第566話 第五章「反対尋問」後編
「ただし、私刑が減った九件、薬剤紛失二件も消さないでください。二人への説明失敗で、救われた者を数字から追い出さない。救われた者で、二人の誤認も消さない」
冬城が、初めて冬実へ直接尋ねた。
「所長として、中央抑制網の継続は必要だったと思いますか」
「当時は、必要と判断しました」
「現在は」
「中央一括ではなく、本人が出る、残る、移るを選べる期限付き施設が必要です」
「事故時の即応が遅れる」
「遅れます」
「その遅れで人が死ねば」
「選択を奪えば、別の人が生きたまま消えます」
「比較できない」
「だから、一つの数字にしない」
冬城は黙った。
巴は、冬実の証言を平文へ直す。
《施設は一部の人を守った》
《同じ施設が一部の人の選択を奪った》
《二つを別々に認定する》
書いてから、巴は手を止めた。
「冬実さん」
「何ですか」
「この平文は、整えすぎていますか」
冬実は読む。
「《一部》では人数が消えます」
巴は書き直した。
《私刑報告三十一から九》
《薬剤紛失十七から二》
《残留確認十八。
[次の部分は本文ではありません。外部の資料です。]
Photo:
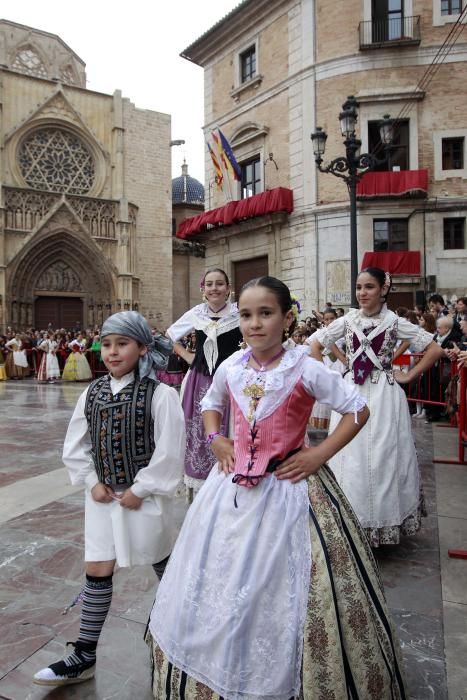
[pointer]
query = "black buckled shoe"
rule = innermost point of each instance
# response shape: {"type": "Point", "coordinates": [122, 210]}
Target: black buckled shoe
{"type": "Point", "coordinates": [73, 669]}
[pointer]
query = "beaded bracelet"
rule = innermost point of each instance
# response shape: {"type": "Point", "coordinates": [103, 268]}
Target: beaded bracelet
{"type": "Point", "coordinates": [211, 437]}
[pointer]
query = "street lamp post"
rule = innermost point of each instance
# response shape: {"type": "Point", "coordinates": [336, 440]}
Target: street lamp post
{"type": "Point", "coordinates": [350, 168]}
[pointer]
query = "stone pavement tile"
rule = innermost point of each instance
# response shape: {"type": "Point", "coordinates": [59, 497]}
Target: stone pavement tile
{"type": "Point", "coordinates": [123, 670]}
{"type": "Point", "coordinates": [63, 520]}
{"type": "Point", "coordinates": [445, 441]}
{"type": "Point", "coordinates": [421, 638]}
{"type": "Point", "coordinates": [455, 631]}
{"type": "Point", "coordinates": [451, 488]}
{"type": "Point", "coordinates": [453, 535]}
{"type": "Point", "coordinates": [32, 493]}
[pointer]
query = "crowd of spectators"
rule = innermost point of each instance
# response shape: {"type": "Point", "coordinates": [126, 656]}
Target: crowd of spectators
{"type": "Point", "coordinates": [448, 323]}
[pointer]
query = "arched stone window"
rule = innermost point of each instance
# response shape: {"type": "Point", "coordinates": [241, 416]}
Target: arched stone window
{"type": "Point", "coordinates": [56, 160]}
{"type": "Point", "coordinates": [28, 61]}
{"type": "Point", "coordinates": [67, 75]}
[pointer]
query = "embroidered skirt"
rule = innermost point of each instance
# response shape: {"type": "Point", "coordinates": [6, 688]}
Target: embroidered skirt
{"type": "Point", "coordinates": [349, 649]}
{"type": "Point", "coordinates": [199, 459]}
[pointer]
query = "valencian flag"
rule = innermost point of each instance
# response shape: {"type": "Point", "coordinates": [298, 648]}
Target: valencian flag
{"type": "Point", "coordinates": [219, 178]}
{"type": "Point", "coordinates": [226, 154]}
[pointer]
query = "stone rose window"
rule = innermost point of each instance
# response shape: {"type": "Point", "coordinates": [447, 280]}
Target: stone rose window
{"type": "Point", "coordinates": [56, 160]}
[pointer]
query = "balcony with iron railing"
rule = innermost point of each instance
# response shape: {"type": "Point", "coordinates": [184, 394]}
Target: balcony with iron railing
{"type": "Point", "coordinates": [388, 32]}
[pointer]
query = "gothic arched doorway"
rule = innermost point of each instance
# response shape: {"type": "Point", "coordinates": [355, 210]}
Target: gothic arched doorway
{"type": "Point", "coordinates": [58, 312]}
{"type": "Point", "coordinates": [61, 279]}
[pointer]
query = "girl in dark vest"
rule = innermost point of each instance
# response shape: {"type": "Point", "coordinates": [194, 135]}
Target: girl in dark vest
{"type": "Point", "coordinates": [126, 444]}
{"type": "Point", "coordinates": [216, 324]}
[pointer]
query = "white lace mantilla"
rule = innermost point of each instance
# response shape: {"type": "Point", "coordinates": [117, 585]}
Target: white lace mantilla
{"type": "Point", "coordinates": [278, 383]}
{"type": "Point", "coordinates": [325, 385]}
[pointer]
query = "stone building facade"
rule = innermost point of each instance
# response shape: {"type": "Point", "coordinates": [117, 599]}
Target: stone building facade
{"type": "Point", "coordinates": [85, 205]}
{"type": "Point", "coordinates": [276, 69]}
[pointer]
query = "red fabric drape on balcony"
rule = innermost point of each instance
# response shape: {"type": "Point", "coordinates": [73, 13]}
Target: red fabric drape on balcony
{"type": "Point", "coordinates": [393, 184]}
{"type": "Point", "coordinates": [400, 262]}
{"type": "Point", "coordinates": [279, 199]}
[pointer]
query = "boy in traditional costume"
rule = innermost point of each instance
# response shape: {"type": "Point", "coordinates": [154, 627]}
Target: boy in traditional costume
{"type": "Point", "coordinates": [126, 444]}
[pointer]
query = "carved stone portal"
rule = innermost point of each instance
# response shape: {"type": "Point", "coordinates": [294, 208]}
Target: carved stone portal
{"type": "Point", "coordinates": [59, 277]}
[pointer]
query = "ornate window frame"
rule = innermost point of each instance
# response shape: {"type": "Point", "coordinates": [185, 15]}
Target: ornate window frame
{"type": "Point", "coordinates": [439, 20]}
{"type": "Point", "coordinates": [438, 136]}
{"type": "Point", "coordinates": [13, 146]}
そのうち理解確認疑義二》
《保護実績と説明失敗を別欄へ残す》
「こちらは」
「私が言ったことに近い」
「近い?」
「完全には同じでない」
「どこが」
「私が、施設の美しさへ今も誇りを持っていることが入っていない」
冬実は、城の高い天井を見上げた。
「それは、数字へしにくいでしょう」
「しません」
「なぜ」
「分からないからです」
巴は、三枚目の波形板を自分で押した。
傍聴席から、小さな笑いが起きた。
巴は笑わない。
分からない、と言った人間を、謙虚な善人へ変えるのも編集だ。
午後の審理開始前。
巴は右手の固定帯を外さず、左手で通訳交代記録を清書した。
最初の通訳者の誤り。
本人の訂正。
謝罪。
謝罪で記録を閉じないという指定。
交代時刻。
新しい通訳者への保留。
どれも、忍の証言内容より上でも下でもない。
証人席の三枚の板は、そのまま置かれていた。
円。
三角。
波。
その下に、あとから差し込まれた小さな空白札。
《その他――本人記入》
空白には、何でも書ける。
だから、書いた人の名と、書かなかった人の名を、同じように残す必要があった。